Marble was there before him, standing by the bed with his hands clasped in front of him. It is impossible to say whether he was moved or not; all that he was conscious of at the moment was that his heart was thumping and thudding within him the way it always did nowadays when anything unusual happened. It beat and it beat, and his hands shook with the vibrations.
“Her heart, I suppose,” said Atkinson, coming to the bedside.
He might have spared Marble the technical details if only Marble had appeared upset. But Marble did not. He was too busy thinking—his mind had started racing away as it always did, to the accompaniment of the thudding of his heart. He was working out all the details of how this change would affect him; what difference it would make to his chances of continuing to avoid detection. All he could do was to stare at the body while his hands shook and his face remained stolid. Clearly his thoughts were far away.
With an effort he recalled himself. Suspicion, suspicion! He must do all he could to avoid suspicion. He looked sidelong at Atkinson, and caught Atkinson looking sidelong at him. He started, and tried to appear concerned.
Now up to that moment Atkinson had not had the least trace of suspicion, but that glance and that start set thoughts flooding into his mind. He bent over the body, and noticed something else, something which roused him to the highest pitch of suspicion.
“I must make a slight examination,” he said, “could you go downstairs and get me—get me a spoon? A silver spoon.”
Marble went without a word, like an ox to the slaughter. No sooner had he left the room than Atkinson sprang into activity. He tiptoed across to see that Marble was really gone, and then he hurried back. There was a trace of foam on the dead woman’s lips. There was a trace of a faint odour. He glanced under the bed; a medicine glass lay there. He picked it up and looked at it. A little of the contents remained. Close examination of this made him certain. When Marble came back to the room he was scribbling something on a sheet from his pocketbook.
“I shall want this as well,” he said. “Will you go and give this note to the boy in my car outside, and ask him to go straight home for it?”
Marble took it. The note was an order to the boy to fetch a policeman, but Marble did not know that.

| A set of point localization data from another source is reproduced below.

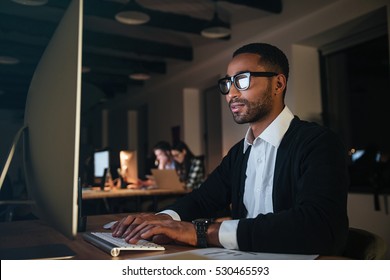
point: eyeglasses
(241, 80)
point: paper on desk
(226, 254)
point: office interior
(349, 36)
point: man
(286, 181)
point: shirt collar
(274, 133)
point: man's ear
(280, 83)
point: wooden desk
(110, 197)
(97, 193)
(36, 232)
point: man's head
(255, 83)
(272, 58)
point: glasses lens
(224, 85)
(242, 81)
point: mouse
(109, 225)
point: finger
(122, 226)
(161, 239)
(136, 235)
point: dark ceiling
(113, 50)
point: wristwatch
(201, 226)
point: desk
(154, 194)
(96, 193)
(37, 232)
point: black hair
(162, 145)
(270, 56)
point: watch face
(203, 220)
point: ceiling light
(139, 76)
(132, 14)
(216, 29)
(31, 2)
(9, 60)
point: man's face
(255, 103)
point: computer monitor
(129, 166)
(101, 162)
(52, 126)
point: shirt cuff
(171, 213)
(228, 234)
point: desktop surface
(35, 233)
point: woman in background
(164, 159)
(189, 167)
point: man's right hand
(127, 225)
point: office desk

So they hanged William Marble for the murder of his wife. It was a simple case. They proved that she had died of cyanide poisoning, and they proved that Marble had cyanide in his possession. Dr. Atkinson swore that Annie Marble would be quite incapable of going into the bathroom to get it for herself. Everything else pointed towards the same end. He would not have a nurse for her, but had insisted on doing everything himself, against the urgent advice of his doctor. Neighbours came flocking in, eager to swear that there had been bad blood between Marble and his wife for a long time, and that they had often heard quarrels and cries. They even found downstairs a number of books on crime, and in one book on medical jurisprudence the page where cyanide poisoning was discussed was much thumbed and dirty, through constant study. And for a motive—well, they found in a drawer a letter from a woman that amply proved a motive. It was a letter that Marble knew nothing about, but no one believed him when he said so. In fact, Marble went down through history as an extraordinarily clumsy murderer.
And Winnie inherited twelve hundred a year.